Après François d’Assise et, plus récemment, Catherine de Sienne, c’est à Élisabeth de Hongrie (ou de Thuringe) qu’André Vauchez a consacré temps et énergie. Il livre, cette fois, aux chercheurs et à un public éclairé »documents et sources historiques« utiles pour apprécier le singulier personnage qu’est la fille d’André II de Hongrie et l’épouse de Louis IV de Thuringe. Secondé par Armelle Le Huërou qui assure, avec Jacqueline Gréal, les traductions des divers textes, André Vauchez offre une anthologie de 39 textes médiévaux, traduits, intégralement ou non, du latin surtout, mais aussi de l’ancien français et du moyen haut allemand.

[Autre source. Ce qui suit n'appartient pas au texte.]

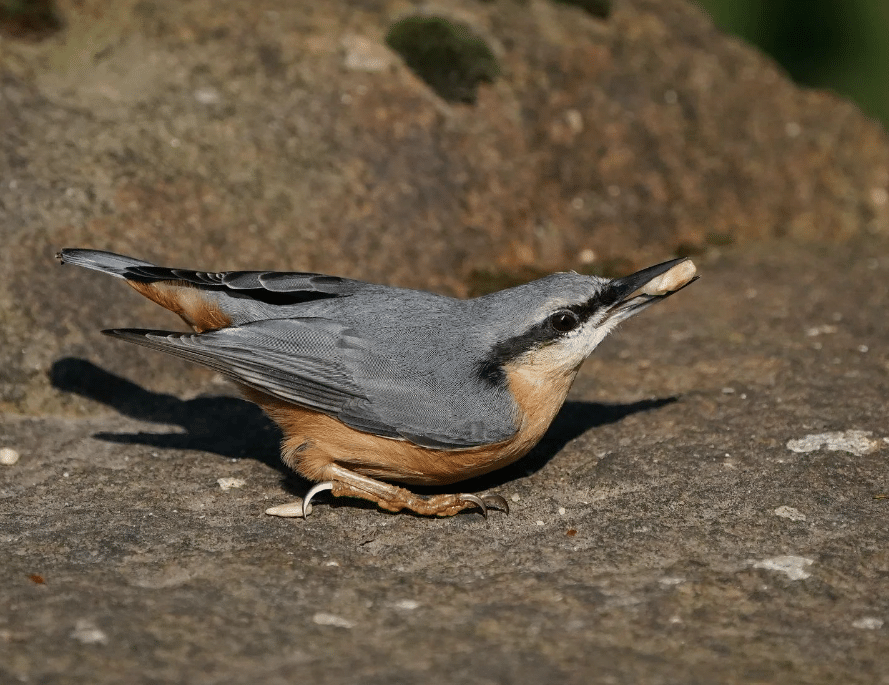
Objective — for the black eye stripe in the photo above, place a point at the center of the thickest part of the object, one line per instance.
(564, 320)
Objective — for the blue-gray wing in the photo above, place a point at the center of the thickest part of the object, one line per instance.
(290, 286)
(323, 365)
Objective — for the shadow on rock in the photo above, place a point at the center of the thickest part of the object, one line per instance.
(228, 426)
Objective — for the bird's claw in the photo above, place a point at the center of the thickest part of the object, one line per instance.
(496, 502)
(320, 487)
(487, 501)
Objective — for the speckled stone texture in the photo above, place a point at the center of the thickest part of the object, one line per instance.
(670, 528)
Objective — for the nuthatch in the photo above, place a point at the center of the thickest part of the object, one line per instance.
(371, 383)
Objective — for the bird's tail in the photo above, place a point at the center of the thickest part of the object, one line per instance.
(99, 260)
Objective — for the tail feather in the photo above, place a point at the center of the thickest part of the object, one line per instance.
(99, 260)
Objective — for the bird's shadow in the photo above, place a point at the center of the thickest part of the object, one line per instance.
(237, 429)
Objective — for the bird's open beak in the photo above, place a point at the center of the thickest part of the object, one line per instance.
(633, 293)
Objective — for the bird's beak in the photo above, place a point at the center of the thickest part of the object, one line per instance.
(632, 293)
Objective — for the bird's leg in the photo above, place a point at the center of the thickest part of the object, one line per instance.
(346, 483)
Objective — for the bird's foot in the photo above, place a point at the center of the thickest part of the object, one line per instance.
(346, 483)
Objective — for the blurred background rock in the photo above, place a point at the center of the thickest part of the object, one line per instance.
(843, 46)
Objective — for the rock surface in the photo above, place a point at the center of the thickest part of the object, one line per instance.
(645, 543)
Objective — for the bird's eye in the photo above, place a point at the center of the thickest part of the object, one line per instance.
(564, 320)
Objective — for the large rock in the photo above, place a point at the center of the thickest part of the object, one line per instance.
(288, 135)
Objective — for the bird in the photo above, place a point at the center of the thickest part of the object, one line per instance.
(377, 387)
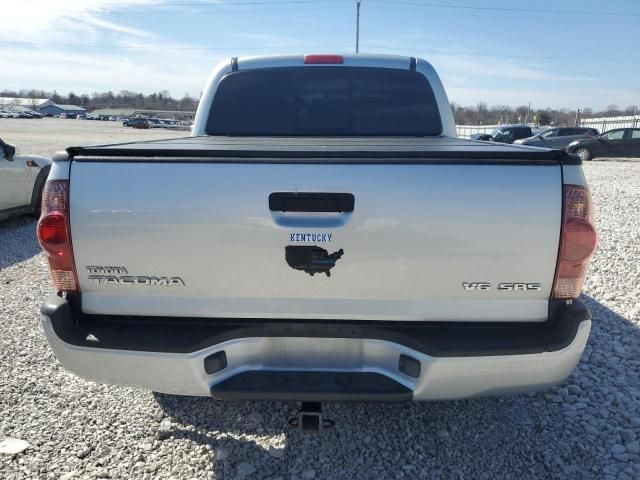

L’ouvrage s’ouvre sur une introduction qui permet de rappeler la vie, brève, d’Élisabeth (1207–1231) et de souligner ce qui la caractérise: son choix de l’état pénitentiel après le décès de son époux en 1227, son »appartenance au courant franciscain« (p. 13) – et il est fort justement noté qu’elle ne fut ni tertiaire franciscaine, ni clarisse – mais aussi son attention à la charité et, enfin, son souci de perfection évangélique qui la conduit à connaître une »expérience concrète de la pauvreté« (p. 18) avant de vivre, ultimement, l’»expérience de Dieu« (p. 20). L’introduction précise trois autres éléments, singuliers et importants pour saisir pleinement le personnage: 1, Élisabeth fut une des premières femmes à parvenir à la sainteté sans entrer dans un monastère ou un couvent; 2, la disparition de son mari n’est pas à considérer comme une véritable rupture car Élisabeth a déjà, bien avant, manifesté sa volonté de vivre en se conformant à l’idéal évangélique; 3, Élisabeth fut épouse et mère, n’éprouvant »aucune répugnance vis-à-vis de la vie conjugale« (p. 11).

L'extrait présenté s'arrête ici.